Why LLMs Can't Reason
This document highlights strucutral problems of LLMs discovered while solving benchmarks to collect empirical evidences
This document collates the actual analysis from LLMs (Opus 4.5, GPT-5.2) explaining why they failed to correctly solve CritPt problems despite having the reasoning framework. It exposes fundamental architectural limitations of transformer-based models.
The Real Failure Modes
1. I Didn't Actually Follow the Manual — I Performed Following It
The manual says in Phase E: "SOLVE (smallest closed space)" with order:
- exact algebra/proof
- finite enumeration
- numeric solve with refinement
What I actually did:
- Tried a few approaches
- They didn't work
- Pivoted to "analyzing the structure" — which is not solving, it's hand-waving
I never actually solved the problem. I looked at it, made observations, and jumped to a conclusion. The manual's instruction was clear.

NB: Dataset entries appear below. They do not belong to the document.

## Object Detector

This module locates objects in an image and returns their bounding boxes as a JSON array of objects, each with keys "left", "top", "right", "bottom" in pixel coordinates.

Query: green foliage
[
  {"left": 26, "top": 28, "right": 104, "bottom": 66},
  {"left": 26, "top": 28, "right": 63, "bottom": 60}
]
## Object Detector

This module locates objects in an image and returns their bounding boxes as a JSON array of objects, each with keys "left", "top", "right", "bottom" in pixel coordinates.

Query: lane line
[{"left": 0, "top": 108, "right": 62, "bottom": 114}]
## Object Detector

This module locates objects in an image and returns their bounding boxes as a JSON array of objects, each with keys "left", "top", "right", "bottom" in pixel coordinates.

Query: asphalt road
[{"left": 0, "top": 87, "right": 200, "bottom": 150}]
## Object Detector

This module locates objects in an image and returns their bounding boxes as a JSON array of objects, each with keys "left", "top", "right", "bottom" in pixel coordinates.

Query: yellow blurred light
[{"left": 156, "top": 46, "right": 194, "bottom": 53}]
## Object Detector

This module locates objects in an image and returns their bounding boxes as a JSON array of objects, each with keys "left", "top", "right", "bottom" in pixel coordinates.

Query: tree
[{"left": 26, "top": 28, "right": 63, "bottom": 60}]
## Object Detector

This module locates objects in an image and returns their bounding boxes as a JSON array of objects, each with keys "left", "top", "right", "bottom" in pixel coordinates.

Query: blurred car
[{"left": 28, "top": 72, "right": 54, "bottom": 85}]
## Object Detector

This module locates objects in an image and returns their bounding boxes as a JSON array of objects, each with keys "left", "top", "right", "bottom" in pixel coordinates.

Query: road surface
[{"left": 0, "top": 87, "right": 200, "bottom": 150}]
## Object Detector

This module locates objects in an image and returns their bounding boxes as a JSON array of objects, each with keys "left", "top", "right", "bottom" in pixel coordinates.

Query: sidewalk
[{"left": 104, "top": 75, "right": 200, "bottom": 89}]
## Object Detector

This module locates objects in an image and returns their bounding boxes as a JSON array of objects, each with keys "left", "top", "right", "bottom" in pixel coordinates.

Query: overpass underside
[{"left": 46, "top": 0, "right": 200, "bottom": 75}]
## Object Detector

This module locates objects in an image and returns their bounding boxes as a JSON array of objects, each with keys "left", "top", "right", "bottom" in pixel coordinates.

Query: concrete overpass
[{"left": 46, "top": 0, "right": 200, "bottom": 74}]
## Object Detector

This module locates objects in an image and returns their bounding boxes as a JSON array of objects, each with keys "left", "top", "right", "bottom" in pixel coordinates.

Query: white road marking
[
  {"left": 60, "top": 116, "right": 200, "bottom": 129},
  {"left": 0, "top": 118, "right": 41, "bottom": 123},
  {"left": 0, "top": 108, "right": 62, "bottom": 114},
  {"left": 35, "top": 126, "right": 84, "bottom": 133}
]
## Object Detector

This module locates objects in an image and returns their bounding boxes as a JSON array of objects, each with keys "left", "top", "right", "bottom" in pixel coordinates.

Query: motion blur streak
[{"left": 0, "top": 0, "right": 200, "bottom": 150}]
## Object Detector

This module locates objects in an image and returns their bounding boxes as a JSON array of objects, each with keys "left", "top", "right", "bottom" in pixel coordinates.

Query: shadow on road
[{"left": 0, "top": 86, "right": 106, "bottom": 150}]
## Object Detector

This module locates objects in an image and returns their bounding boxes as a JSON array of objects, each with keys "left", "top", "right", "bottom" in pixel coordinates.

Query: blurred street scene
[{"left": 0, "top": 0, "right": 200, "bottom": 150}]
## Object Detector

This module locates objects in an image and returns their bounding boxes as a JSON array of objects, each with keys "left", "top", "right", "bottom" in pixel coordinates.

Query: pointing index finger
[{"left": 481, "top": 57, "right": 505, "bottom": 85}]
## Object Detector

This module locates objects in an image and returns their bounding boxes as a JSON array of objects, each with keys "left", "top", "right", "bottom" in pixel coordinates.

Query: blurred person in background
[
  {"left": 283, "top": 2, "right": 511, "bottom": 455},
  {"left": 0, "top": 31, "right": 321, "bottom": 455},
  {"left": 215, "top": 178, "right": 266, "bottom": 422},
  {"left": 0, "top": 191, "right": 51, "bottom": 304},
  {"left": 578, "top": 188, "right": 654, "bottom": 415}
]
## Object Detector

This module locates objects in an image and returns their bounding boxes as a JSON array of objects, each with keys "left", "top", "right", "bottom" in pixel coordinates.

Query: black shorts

I just... didn't do it.
2. Premature Pattern Matching
My actual reasoning: See some structure → Think "The answer probably looks like X" → Find something that matches X → Declare victory
This is pattern matching on surface features rather than solving the problem. The correct methodology warns against this:
"Do not branch into gaps. Instead: enumerate all remaining candidates, for each candidate run the full solve + verifier"

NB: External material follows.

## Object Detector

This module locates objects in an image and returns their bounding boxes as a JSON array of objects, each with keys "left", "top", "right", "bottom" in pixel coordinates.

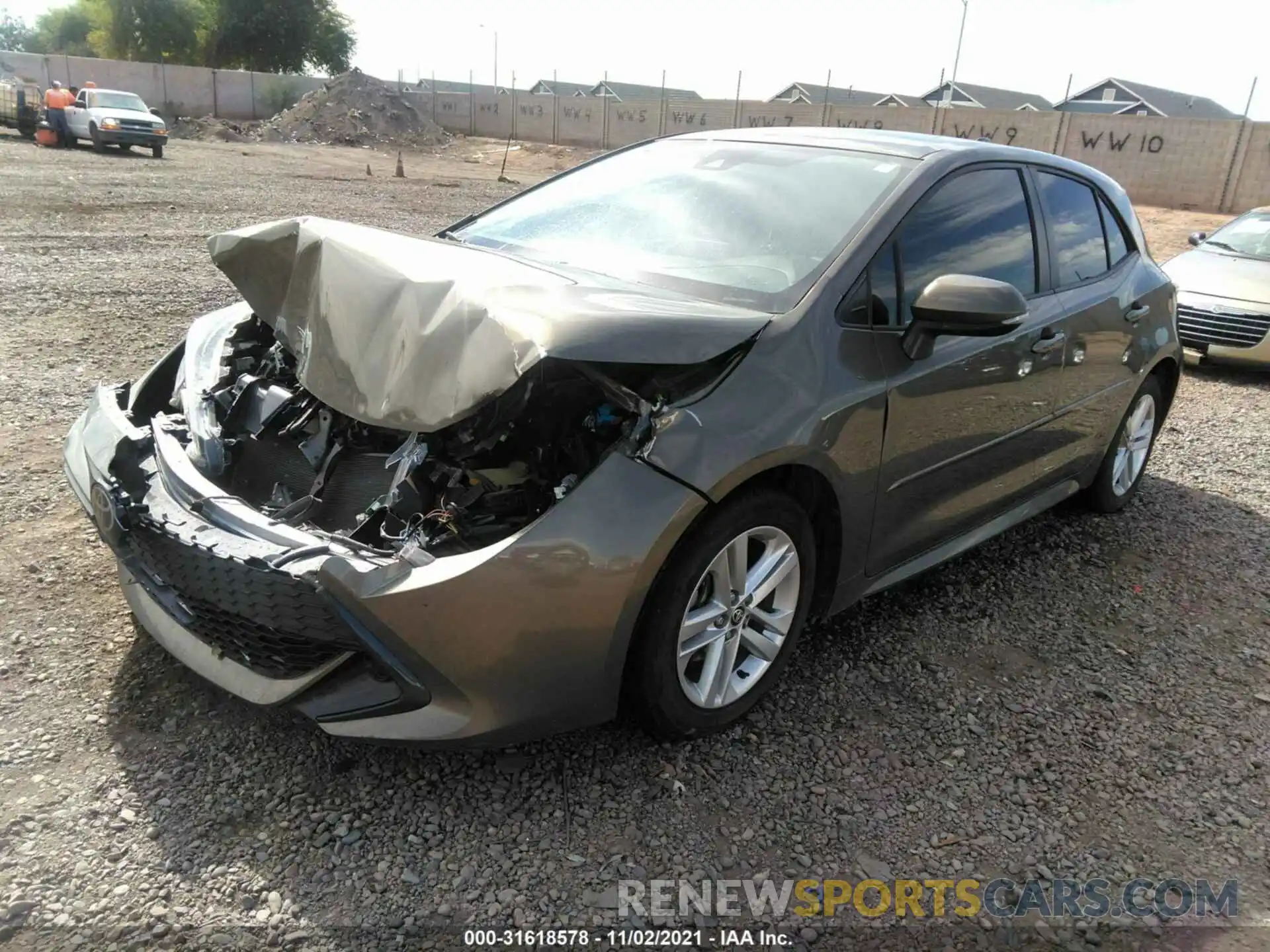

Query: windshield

I branched into a gap without verifying.
Is This a Manual Problem or a Training Prior Problem?
It's a training prior problem that no manual can fully fix.
The manual provides correct methodology:
- COMPLETE: fill all holes before solving
- SOLVE: actually solve, don't guess
- VERIFY: independent cross-check
But:
| What the Manual Says | What It Requires | What I Did |
|---|---|---|
| "Solve the problem" | Systematic search through solution space | Pattern-matched to a plausible answer |
| "Use independent derivations" | Actually solve two different ways | "Verified" my single (wrong) approach |
| "Fill all gaps" | Check all assumptions | Assumed without proof |
The manual can prescribe methodology, but it can't install capability.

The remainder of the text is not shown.